Saying that U.S. sentencing guidelines’ jail term ranges are “often calculated based on the volume of transactions,” the Justice Department added that in many cases unlicensed money transmitting violations — and it does not specify those involving digital assets — would often exceed the five-year maximum.
It also aims for higher fines, noting that for these crimes, they max out at $250,000 for individuals and $500,000 for businesses, whereas “other money laundering statutes, by contrast, provide for individual fines of $500,000 or twice the value of the funds involved in the transactions or transfer, whichever is greater.” And it asks that individual fines double and corporate ones triple for violations exceeding $1 million over 12 months.
As for its reasons for asking for these changes, the Justice Department argued that “in light of the important role that [the act] plays in digital assets investigations, the department would welcome appropriate amendments that strengthen the law’s penalty provisions and substantive reach.”
This is somewhat narrow reasoning for changes affecting anyone who fails to register with FinCEN, obtain necessary state licenses, or knowingly transmits criminally derived or destined funds.
The department did ask that the BSA law be clarified to specifically include “peer-to-peer platforms that profit by connecting buyers and sellers of cryptocurrencies,” noting that some have “openly advertised” that they fall outside of anti-money-laundering (AML) and countering the financing of terror (CFT) regulations.
While lower down the priority list, the Justice Department suggested another change with an impact far beyond the cryptocurrency industry would be to toughen the sentencing guidelines for violations of anti-money laundering and anti-terrorism reporting requirements.
This is needed for two main reasons, it said. First, even with enhancements for specific types of more serious violations, the “guidelines range for BSA-related violations always falls well below the five-year statutory maximum, even when the violations were widespread or facilitated millions of dollars’ worth of money laundering,” the DOJ said.

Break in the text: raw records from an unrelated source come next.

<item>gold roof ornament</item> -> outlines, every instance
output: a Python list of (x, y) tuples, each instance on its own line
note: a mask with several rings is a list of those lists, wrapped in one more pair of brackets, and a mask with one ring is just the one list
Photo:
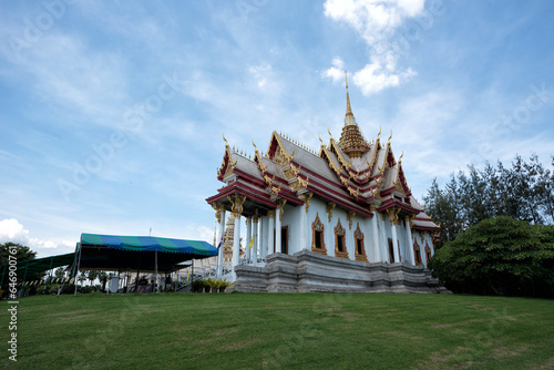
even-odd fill
[(353, 119), (352, 107), (350, 106), (350, 95), (348, 94), (348, 76), (345, 71), (345, 81), (347, 86), (347, 113), (345, 116), (345, 124), (356, 124), (356, 120)]
[(347, 90), (347, 112), (345, 115), (345, 126), (340, 135), (339, 145), (345, 154), (352, 158), (360, 158), (363, 153), (369, 152), (370, 146), (356, 123), (352, 107), (350, 106), (350, 94), (348, 92), (348, 78), (345, 72), (346, 90)]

That’s even though the guidelines raise this to 10 years for “willful violations” committed while violating other federal laws or for more than $100,000 in a 12-month pattern of illegal activity.
Second, as a result, district courts “may end up viewing BSA offenses as mere technical or regulatory violations not meriting a substantial period of incarceration.”
As for the crypto connection, the report said that the failure to increase sentences is “despite the fact that the societal harm and systemic risks posed by non-compliant virtual currency exchanges and other MSBs rise with the scope and size of these entities’ activities.”